By the end of this, I had PHP code that could convert unformatted WebVTT files into single-tier TextGrids. I plan to open-source the code, but I can’t decide on a few things: (1) what to call it, (2) where to put it (SourceForge or GitHub), and (3) whether to separate the two out into different projects. (Naturally, the WebVTT parser and the TextGrid generator are in separate modules, but there remains some assumption-based dependencies between them.)

Pairing the WAVE file and the TextGrid revealed some areas for improvement of both Praat and Universal Subtitles. As is inherent in the whole idea of subtitles, dead spaces in the audio (parts without speech) do not get subtitled; thus, the subsequently-generated TextGrid does not fully specify the sections of the tier. Praat doesn’t really like that, as a regular TextGrid specifies even the empty portions of the tier, having positive data from start to finish. Loading a TextGrid that has pieces missing does not make Praat happy, but it still works. (You can practically see the grimace on its face as it sucks it up and makes do.) On the flipside, when matching audio and subtitles up in Praat, you can see how imprecise crowd-sourced subtitling can be. Though it might seem OK when using the web interface to subtitle a video as it plays, when you see the text lined up next to the waveform, it becomes clear that things could be better aligned. (It wouldn’t be that big of a deal, but there doesn’t seem to be any “advanced” interface on Universal Subtitles. There’s not even a place to upload an existing subtitle format, so that you can make corrections locally and upload the new file back to Universal Subtitles.)

Once I had the text and audio lined up, I started extracting formant info from multiple instances of the word “video”. (It appears a total of 11 times in the introductory video, including once in the compound “videomakers” and once in the plural “videos”.) I later found out that about AntConc, and the concept of concordance in general, which helped to identify other words and combinations of words that appear multiple times in the full text of the transcription. (AntConc contains an N-gram viewer, as well.) Long story short, I recorded the formants of the 11 instances of the word “video” and made them available in this Google Docs spreadsheet.

And that’s where the fun started. As you can see in that spreadsheet, I attempted to graph these data points so that I could look at them all together.
Formant Frequencies of "video"
Unfortunately, all of the spreadsheet programs I tried (basically everything besides Excel, because I don’t have that) could not graph the data points on top of each other, so that one could fully see the similarities and differences among the formant frequencies. I thought I was going to have to settle for that, but then Michael Newman reminded me that R Can Do Anything™. So I finally had my task to help me learn R.

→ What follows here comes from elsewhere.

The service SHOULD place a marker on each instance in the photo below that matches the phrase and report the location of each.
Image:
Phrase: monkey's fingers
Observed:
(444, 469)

After a great deal of fiddling around and reading the docs, to not much avail, I headed over see if the folks in #R could help. It turns out they were more than willing to demonstrate how awesome R is; I am particularly indebted to mrflick, who answered all of my silly questions, one after another. (And, more importantly, and to my amazement, had an answer for all my questions, proving that R really can do anything.) With some more playing around, I was finally able to issue the right commands in the right order and come up with this:
Formant Frequencies of "video" (all)
To construct that graph, I still had to somewhat fudge the data by adding an artificial “meter” column so that each instance of the word turned out to be the same width on the graph, but at least R didn’t complain that I was Doing It Wrong™. I also excluded the two instances where the word wasn’t plain ol’ “video”, to avoid creating misleading patterns. I haven’t yet figured out how to automatically calculate the average wave/frequency patterns, but at least now the graph allows you to see them visually. (I suspect I would have to format my data differently to give R enough information to do that properly—right now it doesn’t know that the data is from nine separate instances of the word.)

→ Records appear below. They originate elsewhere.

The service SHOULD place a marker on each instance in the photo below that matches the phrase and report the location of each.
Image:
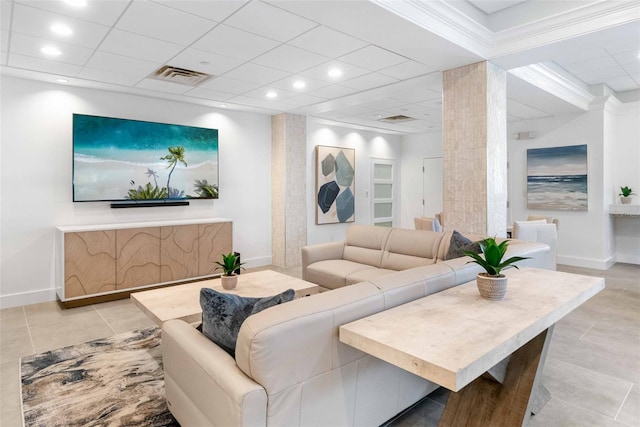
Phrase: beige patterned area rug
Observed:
(114, 381)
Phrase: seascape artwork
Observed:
(557, 178)
(117, 159)
(335, 184)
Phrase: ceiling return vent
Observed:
(396, 119)
(171, 74)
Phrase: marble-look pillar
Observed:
(475, 149)
(288, 200)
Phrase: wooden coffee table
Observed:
(183, 301)
(455, 339)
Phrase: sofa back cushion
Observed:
(364, 244)
(410, 248)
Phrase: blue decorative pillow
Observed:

To top things off, the R script that I used to generate the data is available as a gist on GitHub (released under CC-BY-SA), so feel free to remix the data or improve the script. Just be sure to leave me a comment here telling me what you did! Also, any ideas on where to go from here are welcome!

Posted in Linguistics, Mozilla, Open Source, SourceForge, Web Development | Tagged: , , , , , , , , , , , , , , , , , , , , , , , , , , , , , , , , , , , , | Leave a Comment »

My thoughts on Standard English

Posted by Gordon P. Hemsley on February 27, 2011

This post began as a comment on Facebook in response to Clark Whelton’s What Happens in Vagueness Stays in Vagueness and a follow-up to Language Log’s rebuttal, The curious specificity of speechwriters. But it quickly evolved into something that begins to express my feelings about the whole issue of Standard English and how it is taught in (U.S.) schools.

I was discussing these two articles with one of my former English teachers. While conceding that there is no set year (neither the 1985 that Whelton claims nor the 1977 that happens to come up in the LL research) for which the “decline” in writing began, he argued that the decline was indeed upon us. In particular, he claimed that “the idea of the decline in precise, informative, and effectively communicated language is well-founded”. I agreed, but only by reiterating what Mark Liberman wrote on LL:

In fact, the narratives of real children are typically full of detail. The use of appropriate summarizing abstractions develops later, as I understand it; and the ability to speak …at length without saying anything concrete at all is mastered fully only by mature politicians and their speechwriters.

I was claiming that language use is more detailed when we’re children, and it gets more and more simplified as we grow older, as body language and other supra-linguistic cues come into play.

My former English teacher sees the supposed increase of speaking (and writing) without saying anything as being “exacerbated by the gradual infusion of more and more text/IM language into our daily discourse”.

These are the points I brought up in response:

(1) With the advent of the Internet, young people are writing more every day than they used to. Writing has become an integral part of all facets of life, not just the “educated” parts. The difference is, Standard English is not always used online. Because it is not required to be. There are no grades for your writing online. There is nothing stopping you from just pounding the keyboard with your fist and publishing “cfgghjkhgfdjhyhendhxcb” for all the world to see. But that leads to my second point:

(2) Life has become less and less formal over the years. Equality and civil rights have improved, and there is less reason to worry about oppression for who you are or what you say. Thus, the distinction between spoken English and written English, which was once starkly contrasting, has been greatly diminished. People write what they speak, the way they speak. There is no longer any artificial restriction on the process, no translation necessary.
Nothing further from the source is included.